Mostly because the game starts to wear thin. The look of the characters may be unique at the outset, but they wear thin quickly. Most of the models lack polish and the environments suffer from the same problem, looking good in some areas but plain and repetitious in the majority. Atop all of that the same enemy models are repeatedly spammed. The visual erosion of Destiny’s initial setting is accompanied by a story that gets weaker the longer it goes. The writing becomes clichéd, talking to the other mutants is dry and filled with jokes that fall flat. I found myself skipping conversations and disconnecting from the setting.
The fighting in a brawler needs to be strong, and Destiny just doesn’t deliver. The predictable enemies are granted a chance to win because the fighting is a mess. Your character is new to their powers and it shows in the clumsy way they maneuver on the battlefield. Attacks are inaccurate most of the time. I found myself using area attacks because I knew they would find targets. The targeting system provides no assistance as I found myself still missing with the ranged powers. Even the amazingly rendered fight animations become a negative point as they leave you open to enemy attacks without a break button. The worst part is that your special super powers can be ineffective. They cost a lot of energy (energy that is hard to come by) to use and can go off with little effect. The platforming and wall climbing is simplistic but frustratingly awkward at times due to the sometimes free, sometimes fixed camera. The boss battles are repetitive with bosses relying on A-B-C-repeat tactics that are obvious and easy to figure out. Instead of providing a smooth, engaging experience, the game play gets repetitive quick.
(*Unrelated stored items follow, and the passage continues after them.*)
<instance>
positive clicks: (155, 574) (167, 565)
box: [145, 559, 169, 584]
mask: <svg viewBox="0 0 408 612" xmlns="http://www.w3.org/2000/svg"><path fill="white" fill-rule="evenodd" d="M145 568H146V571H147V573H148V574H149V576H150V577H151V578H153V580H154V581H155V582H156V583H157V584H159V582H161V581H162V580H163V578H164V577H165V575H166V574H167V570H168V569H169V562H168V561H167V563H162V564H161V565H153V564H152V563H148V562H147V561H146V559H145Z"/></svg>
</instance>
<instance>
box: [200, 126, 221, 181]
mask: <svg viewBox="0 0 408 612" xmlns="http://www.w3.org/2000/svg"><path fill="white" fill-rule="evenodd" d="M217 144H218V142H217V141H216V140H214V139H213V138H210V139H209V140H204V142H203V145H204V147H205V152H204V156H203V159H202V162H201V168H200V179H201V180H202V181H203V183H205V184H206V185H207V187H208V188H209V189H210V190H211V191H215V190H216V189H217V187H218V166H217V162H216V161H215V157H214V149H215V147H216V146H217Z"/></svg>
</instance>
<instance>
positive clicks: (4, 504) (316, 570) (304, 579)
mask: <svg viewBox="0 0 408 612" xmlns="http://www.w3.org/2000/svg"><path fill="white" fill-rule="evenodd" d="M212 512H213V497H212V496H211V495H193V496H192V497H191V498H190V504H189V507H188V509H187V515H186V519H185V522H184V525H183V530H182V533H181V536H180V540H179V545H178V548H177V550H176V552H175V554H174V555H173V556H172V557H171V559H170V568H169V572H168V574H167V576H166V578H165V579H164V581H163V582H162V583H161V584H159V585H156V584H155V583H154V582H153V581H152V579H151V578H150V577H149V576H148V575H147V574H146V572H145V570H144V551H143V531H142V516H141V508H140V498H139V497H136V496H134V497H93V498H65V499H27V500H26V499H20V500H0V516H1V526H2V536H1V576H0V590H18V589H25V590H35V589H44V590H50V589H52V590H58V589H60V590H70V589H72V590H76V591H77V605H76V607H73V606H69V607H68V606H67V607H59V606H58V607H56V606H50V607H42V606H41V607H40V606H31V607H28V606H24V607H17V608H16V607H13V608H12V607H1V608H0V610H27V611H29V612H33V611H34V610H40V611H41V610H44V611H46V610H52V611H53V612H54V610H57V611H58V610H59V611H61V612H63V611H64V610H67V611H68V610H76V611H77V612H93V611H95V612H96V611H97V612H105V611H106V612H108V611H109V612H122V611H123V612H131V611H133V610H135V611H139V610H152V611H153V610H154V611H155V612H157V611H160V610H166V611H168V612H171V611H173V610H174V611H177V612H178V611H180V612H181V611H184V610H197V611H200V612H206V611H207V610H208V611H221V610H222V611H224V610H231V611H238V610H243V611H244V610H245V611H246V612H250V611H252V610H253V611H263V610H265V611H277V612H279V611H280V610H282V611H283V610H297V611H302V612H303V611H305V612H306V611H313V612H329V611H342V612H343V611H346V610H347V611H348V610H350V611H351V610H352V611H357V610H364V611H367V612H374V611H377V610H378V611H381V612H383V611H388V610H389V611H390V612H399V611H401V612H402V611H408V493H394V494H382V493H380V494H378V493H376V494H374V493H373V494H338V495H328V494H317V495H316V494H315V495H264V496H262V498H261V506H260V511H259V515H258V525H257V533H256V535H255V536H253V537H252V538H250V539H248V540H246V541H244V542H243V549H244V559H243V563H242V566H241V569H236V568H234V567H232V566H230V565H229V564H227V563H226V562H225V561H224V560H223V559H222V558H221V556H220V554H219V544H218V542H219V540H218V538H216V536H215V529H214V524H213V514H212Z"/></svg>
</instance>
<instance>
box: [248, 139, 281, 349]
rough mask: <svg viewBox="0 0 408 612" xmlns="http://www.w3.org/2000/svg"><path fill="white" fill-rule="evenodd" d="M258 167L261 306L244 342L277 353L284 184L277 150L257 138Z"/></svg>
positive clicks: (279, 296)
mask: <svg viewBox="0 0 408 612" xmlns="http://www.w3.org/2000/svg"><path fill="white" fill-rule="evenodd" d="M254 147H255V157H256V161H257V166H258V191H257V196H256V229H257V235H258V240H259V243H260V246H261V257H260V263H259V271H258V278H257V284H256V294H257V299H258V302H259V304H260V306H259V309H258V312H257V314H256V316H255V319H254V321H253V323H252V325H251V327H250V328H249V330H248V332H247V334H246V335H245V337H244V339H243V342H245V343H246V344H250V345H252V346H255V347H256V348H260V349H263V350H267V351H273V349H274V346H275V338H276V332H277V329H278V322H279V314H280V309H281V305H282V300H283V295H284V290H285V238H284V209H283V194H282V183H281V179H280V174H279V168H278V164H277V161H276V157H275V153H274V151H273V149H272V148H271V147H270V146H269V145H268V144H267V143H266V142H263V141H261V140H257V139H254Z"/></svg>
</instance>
There’s a whole lot of choosing in X-Men: Destiny but the main problem is that I felt like none of it mattered. As I said earlier, who you fight alongside has no bearing on the outcome of the game. And despite the great cameos, that’s all they are. When you are teamed up with someone, you’re usually off doing your thing instead of working as a team. I felt similar frustrations about choices meaning nothing as I leveled up my character. At different parts of the game it gives you this-or-that options for new powers. But the descriptions don’t describe the powers well where a quick demo video would’ve done the job perfectly. I usually ended up with buyer’s remorse and the autosave function would lock me into the decision. I felt the same apprehension towards leveling up powers. XP gets tight towards mid-game and you can either upgrade your mutant’s powers or the augmentation X-Genes. I usually went with the more expensive personal powers, but for the amount I was spending I really didn’t get a positive return. The X-Gene/Suit system wasn't great either as the majority of the X-Genes did the same thing, which is pretty sad considering that there were probably only 15 in each category.
X-Men: Destiny advertises itself as an Action RPG, but you’re really just getting a big, dumb brawler. What’s disappointing is that I felt like they had a great concept and just didn’t flesh it out the way they wanted to. All the choices and options are just window dressing and add nothing to the experience. In the end, I found myself finishing the game out of determination to not waste my money. I felt like six year-old me again. Instead of really flying, I was just jumping off my roof onto the trampoline. A couple fleeting moments of excitement and some skinned knees. If you like brawlers or the X-Men, then you should catch this in the bargain bin.